Com produção da O2 Filmes (Cidade de Deus, Manhãs de Setembro) e direção de Aly Muritiba (O Caso Evandro, Deserto Particular) e Fábio Mendonça (Vale dos Esquecidos, O Doutrinador), a história criada por Mariana Bardan e Eduardo Melo se filia a uma tradição de combinar o faroeste de inspiração hollywoodiana com a mitologia do Sertão. Bacurau não inventou esse subgênero, mas o sucesso do filme de Kléber Mendonça Filho certamente despertou um interesse novo pelo diálogo dos westerns com o cangaço. Mendonça e Muritiba não propõem jogar luz e poeira sobre a vida sofrida do semiárido, mas usar disputas políticas e territoriais na região do folclórico coronelismo como pretextos da ação.
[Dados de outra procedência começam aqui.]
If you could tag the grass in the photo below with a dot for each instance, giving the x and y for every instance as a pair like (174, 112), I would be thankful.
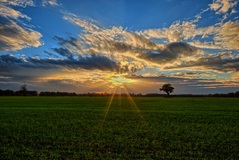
(142, 128)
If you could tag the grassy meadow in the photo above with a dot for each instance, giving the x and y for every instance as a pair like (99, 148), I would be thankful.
(119, 128)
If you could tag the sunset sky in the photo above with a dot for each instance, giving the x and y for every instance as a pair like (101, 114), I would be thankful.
(97, 45)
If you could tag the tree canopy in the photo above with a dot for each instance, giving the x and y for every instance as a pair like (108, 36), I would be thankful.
(167, 88)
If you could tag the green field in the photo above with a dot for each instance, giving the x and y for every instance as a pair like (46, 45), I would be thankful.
(138, 128)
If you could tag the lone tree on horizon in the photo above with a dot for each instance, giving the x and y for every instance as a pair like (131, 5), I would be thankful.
(167, 88)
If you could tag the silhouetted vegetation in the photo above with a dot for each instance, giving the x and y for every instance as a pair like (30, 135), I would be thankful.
(23, 91)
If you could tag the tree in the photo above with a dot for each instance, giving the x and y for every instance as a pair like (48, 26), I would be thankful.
(167, 88)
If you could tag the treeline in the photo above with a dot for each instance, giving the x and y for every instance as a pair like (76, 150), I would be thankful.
(25, 92)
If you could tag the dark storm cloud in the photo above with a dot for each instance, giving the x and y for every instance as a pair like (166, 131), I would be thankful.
(85, 62)
(64, 42)
(15, 36)
(170, 53)
(64, 52)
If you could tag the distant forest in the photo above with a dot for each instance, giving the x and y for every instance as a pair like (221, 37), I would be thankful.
(24, 92)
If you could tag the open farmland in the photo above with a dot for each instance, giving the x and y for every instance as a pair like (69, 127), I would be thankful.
(119, 128)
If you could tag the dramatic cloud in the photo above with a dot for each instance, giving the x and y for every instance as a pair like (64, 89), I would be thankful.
(15, 36)
(21, 3)
(222, 6)
(49, 2)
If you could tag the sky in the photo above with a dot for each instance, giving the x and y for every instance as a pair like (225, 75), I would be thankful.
(133, 46)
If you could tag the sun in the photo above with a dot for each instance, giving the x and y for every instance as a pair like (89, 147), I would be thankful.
(119, 80)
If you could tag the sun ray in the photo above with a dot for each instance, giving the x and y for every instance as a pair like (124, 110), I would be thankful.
(130, 99)
(108, 105)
Ubaldo não demora para se envolver, ou melhor, ser envolvido, com uma quadrilha que assalta bancos nas cidades próximas da fictícia Cratará. Isso muda a história da região, do ex-bancário e do bando, da qual faz parte uma de suas irmãs, Dinorah (Alice Carvalho). O grupo, que agia de forma selvagem e desordenada, ganha com a experiência de Ubaldo no exército e no banco, e passa a realizar assaltos "limpos" e mais lucrativos - e Ubaldo vira uma espécie de Robin Hood do Ceará. Se Cangaço Novo aspira à qualidade hollywoodiana, isso fica evidente no desenho do arco de Ubaldo, que o coloca como herdeiro legítimo de um mítico cangaceiro local. De O Poderoso Chefão (1972) ao francês O Profeta (2009), as narrativas de transformação do anti-herói criminal são mais do que familiares e Cangaço Novo apela para essa proximidade para engajar o espectador casual de imediato.
O elenco foi escolhido entre mais de 2 mil pessoas, todas nascidas no Nordeste brasileiro, e depois passou por treinamento conduzido pela preparadora Fátima Toledo. O destaque fica para os três Vaqueiros: a mudança de postura, linguagem verbal e corporal de Ubaldo, os silêncios que tudo dizem de Dilvânia (Thainá Duarte) e a casca dura de Dinorah, que quebra em mil pedaços num arco de transformação que rivaliza com o de Ubaldo. Assim como a O2, que com suas produções definiu um tipo de estética no audiovisual brasileiro nos anos da Retomada, Fátima Toledo também responde por um tipo de atuação naturalista e intensa que parte do público espera das produções em que ela trabalha, desde Cidade de Deus. Cangaço Novo não foge à regra desse controle de qualidade.
Uma das mudanças que Ubaldo traz para os assaltantes de banco é uma postura mais segura para eles e as pessoas que estão no banco. No início, a única coisa que eles protegiam eram os seus rostos. Depois, começam a usar coletes à prova de balas. Porém, isso não deixa o roteiro à prova de furos; mesmo nos roubos furtivos os assaltantes se chamam em voz alta por seus nomes ou estouram vidros logo na chegada. Fica claro que o espetaculoso da ação é o que define uma cena, e a série é muito consistente nesse sentido: investindo na ação e na tensão, com uma violência sem exageros, pontuadas por uma trilha sonora muito bem escolhida. Com todos os episódios já disponíveis da primeira temporada no Prime Video, é quase impossível não maratonar Cangaço Novo. Os moldes dos arcos hollywoodianos sugerem que sempre há mais espaço para redenções ou ruínas, e a história passada e o futuro dos Vaqueiro se prestam a ambas.